Damaged glomeruli in proliferative pediatric lupus nephritis exhibit a C5a-C5aR1 induced fibrotic transcriptional program

Lupus nephritis (LN) is a leading cause of morbidity in pediatric systemic lupus erythematosus (pSLE) due to suboptimal kidney remission rates and the sequelae of prolonged intensive immunosuppressive therapy. LN is patchy, with some glomeruli severely damaged while others remain histologically unaffected in the same kidney. Using spatial transcriptomic technology, we interrogated microanatomic transcriptional differences between histologically damaged and unaffected glomeruli in pSLE LN to understand local drivers of renal injury. Despite SLE being a disease of Type I interferon (IFN), IFN gene response does not associate with local glomerular damage.
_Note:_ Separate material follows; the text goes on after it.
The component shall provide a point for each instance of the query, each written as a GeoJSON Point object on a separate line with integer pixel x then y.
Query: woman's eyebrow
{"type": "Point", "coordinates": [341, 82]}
Rather, damage associates with a transcriptional module of higher expression of myeloid cell markers, C5AR1 (encoding the receptor for complement component 5a [C5a]), early complement components, and fibrosis genes. Bulk RNA-sequencing of C5a stimulated human monocyte-derived-macrophages revealed upregulation of tissue-remodeling and fibrosis-related pathways reversible by the C5aR1 inhibiting drug avacopan. These same C5a-inducible fibrosis genes were significantly upregulated in histologically damaged versus unaffected LN glomeruli providing a mechanistic link between C5a-C5aR1 signaling and early fibrosis in proliferative lupus nephritis. Our data provide insight into an understudied connection between complement activation and fibrosis relevant in SLE and likely other inflammatory diseases of complement activation.